So, if I ssh into a system and have X-forwarding for the session, anything
including my initial [bash or other] shell could be logging my local
keystrokes, even in other windows?  (assuming the shell binay was modified
to log such events)
They can only get X events, though, so they don't get keystrokes that go
to a non-X session like one of the text terminals -- is that correct?

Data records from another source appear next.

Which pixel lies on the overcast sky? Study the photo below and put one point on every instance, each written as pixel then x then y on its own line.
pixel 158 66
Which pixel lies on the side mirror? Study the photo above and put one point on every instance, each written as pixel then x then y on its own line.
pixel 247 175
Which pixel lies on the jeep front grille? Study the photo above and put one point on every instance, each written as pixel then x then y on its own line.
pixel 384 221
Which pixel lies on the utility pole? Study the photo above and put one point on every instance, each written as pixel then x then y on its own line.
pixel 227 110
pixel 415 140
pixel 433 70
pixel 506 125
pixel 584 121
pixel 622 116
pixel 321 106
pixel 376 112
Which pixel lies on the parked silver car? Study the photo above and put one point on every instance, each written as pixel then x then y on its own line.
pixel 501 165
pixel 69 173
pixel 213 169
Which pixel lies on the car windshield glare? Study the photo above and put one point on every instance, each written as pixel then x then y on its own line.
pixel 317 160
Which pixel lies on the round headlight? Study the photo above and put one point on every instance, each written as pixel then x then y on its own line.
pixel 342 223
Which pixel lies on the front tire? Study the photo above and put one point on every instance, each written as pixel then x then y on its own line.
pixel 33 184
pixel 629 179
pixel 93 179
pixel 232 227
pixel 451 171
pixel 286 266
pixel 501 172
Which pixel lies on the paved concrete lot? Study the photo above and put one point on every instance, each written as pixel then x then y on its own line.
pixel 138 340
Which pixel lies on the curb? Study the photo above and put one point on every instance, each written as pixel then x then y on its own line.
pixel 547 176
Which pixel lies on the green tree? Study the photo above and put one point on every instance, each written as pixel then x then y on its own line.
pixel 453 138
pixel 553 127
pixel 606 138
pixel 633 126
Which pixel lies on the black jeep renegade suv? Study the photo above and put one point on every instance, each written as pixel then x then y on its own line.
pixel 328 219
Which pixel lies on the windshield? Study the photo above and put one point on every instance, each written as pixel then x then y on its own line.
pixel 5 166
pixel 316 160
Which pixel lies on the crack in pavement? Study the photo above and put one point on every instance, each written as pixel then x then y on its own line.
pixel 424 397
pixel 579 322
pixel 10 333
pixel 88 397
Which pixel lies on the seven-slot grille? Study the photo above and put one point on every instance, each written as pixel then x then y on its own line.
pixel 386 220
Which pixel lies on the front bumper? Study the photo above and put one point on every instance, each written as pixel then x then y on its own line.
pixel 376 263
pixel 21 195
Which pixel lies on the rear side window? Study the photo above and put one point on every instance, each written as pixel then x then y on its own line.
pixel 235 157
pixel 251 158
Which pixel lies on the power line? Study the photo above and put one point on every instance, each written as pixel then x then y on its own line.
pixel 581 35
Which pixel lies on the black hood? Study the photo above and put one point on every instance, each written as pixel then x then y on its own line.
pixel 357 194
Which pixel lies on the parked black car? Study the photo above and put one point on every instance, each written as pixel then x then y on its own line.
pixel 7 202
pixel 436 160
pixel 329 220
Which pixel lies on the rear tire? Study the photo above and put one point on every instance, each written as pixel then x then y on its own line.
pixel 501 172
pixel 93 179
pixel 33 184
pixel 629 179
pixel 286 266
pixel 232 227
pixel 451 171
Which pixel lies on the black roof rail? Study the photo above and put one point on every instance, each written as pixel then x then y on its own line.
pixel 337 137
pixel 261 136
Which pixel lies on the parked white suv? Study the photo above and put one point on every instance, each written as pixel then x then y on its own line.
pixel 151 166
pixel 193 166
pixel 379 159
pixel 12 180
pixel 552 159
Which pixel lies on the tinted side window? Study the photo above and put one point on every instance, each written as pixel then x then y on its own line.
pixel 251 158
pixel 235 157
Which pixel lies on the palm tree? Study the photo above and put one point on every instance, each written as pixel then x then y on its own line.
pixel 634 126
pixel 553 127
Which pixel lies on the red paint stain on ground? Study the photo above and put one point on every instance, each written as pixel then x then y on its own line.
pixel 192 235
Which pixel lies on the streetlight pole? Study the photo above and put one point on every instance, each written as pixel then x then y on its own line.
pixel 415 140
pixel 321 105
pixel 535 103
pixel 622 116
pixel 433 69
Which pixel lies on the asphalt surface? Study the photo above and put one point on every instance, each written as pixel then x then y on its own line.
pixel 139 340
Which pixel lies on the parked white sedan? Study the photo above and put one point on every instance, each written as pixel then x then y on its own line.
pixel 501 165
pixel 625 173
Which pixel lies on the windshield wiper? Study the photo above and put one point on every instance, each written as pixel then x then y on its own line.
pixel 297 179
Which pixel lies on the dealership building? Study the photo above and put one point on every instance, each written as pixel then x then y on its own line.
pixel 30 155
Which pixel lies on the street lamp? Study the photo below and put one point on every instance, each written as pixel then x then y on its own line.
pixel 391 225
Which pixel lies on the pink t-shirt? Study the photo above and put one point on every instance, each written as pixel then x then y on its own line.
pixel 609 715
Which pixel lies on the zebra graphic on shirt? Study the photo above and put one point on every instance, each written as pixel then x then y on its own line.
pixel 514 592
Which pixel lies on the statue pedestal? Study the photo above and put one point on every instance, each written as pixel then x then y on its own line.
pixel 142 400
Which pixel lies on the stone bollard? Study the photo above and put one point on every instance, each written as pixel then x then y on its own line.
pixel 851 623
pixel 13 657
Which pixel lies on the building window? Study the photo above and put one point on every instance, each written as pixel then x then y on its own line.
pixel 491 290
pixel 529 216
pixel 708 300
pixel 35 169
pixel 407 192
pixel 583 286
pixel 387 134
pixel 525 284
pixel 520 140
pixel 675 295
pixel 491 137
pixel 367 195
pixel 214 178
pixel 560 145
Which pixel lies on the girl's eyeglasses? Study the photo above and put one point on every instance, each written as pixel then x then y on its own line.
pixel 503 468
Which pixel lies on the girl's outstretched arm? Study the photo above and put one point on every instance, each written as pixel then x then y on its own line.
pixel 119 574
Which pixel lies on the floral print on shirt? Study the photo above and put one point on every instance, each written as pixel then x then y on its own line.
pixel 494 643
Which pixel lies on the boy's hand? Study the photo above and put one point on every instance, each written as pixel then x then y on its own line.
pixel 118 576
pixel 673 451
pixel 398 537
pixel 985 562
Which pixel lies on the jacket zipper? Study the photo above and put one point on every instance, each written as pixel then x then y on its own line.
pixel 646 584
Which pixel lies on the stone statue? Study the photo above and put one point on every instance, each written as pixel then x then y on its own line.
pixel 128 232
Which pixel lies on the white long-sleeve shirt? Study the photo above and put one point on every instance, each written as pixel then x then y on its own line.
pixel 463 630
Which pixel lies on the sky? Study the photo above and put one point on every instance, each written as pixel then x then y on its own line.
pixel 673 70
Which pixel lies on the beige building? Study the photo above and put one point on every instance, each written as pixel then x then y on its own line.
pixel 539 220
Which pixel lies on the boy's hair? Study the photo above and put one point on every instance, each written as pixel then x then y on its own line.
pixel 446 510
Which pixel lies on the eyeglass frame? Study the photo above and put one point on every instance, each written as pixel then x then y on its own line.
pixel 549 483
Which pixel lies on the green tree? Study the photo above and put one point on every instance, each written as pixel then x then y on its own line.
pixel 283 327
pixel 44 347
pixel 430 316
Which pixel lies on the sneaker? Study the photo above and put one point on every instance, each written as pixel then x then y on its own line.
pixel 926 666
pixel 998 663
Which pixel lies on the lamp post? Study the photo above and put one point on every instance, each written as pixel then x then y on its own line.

If this is true, I think we'll all be more wary of logging in to others'
systems... I'm also curious about what signals are remotely visible when the
local X system, being ssh'ed *from*, is a cygwin/X system.  Furthermore,
what about a cygwin/X running inside wine or xmware?  Is the sniffing
potential limited to cygwin's X session, or would it inherit access through
the hosting OS's desktop (in the caee of cygwin on wine or vmware)?

ever-so-curious,

   Ben


On Thu, 29 Jan 2004 22:02:06 -0800
Bob Miller <[EMAIL PROTECTED]> wrote:

| Ben Barrett wrote:
| 
| > 1. I never realized that 'xkill' could pass the appropriate signals
| > through a remote Xwindows connection, which in my case was
| > SSH-tunnelled.  If anyone has explored this or knows more, I'm very
| > curious, about the security implications, for instance; what can you
| > tell me?   Example:  you log your buddy into their remote account as
| > they borrow your system momentarily, they do their stuff, but could
| > easily (accidentally or otherwise) kill anything on your desktop, or
| > possibly the entire session(?).  I know they could close anything,
| > having physical access, but I feel like I'm not getting the whole
| > picture.
| 
| X is a network-transparent window system.  That means that it doesn't
| matter whether there is a network between the client and the server.
| The client has exactly the same privileges and capabilities in either
| case.  There is at least one exception in the X11 protocol, the one
| that I can remember is that the "xhost" command only works through a
| local connection.  But you can do nearly everything remotely that you
| can do locally.  Linux Terminal Servers rely on that.
| 
| Some of the things a client (any client) can do include: reading any
| part of the screen or offscreen pixmaps, reading or changing any
| window's properties, and reading events from the mouse and keyboard
| (e.g., keystroke logging).
| 
| I'm sure you can see what the security implications are -- if you're
| going to run an X client on a host, your workstation, and other hosts
| that also run X clients on it, are no more secure than that host.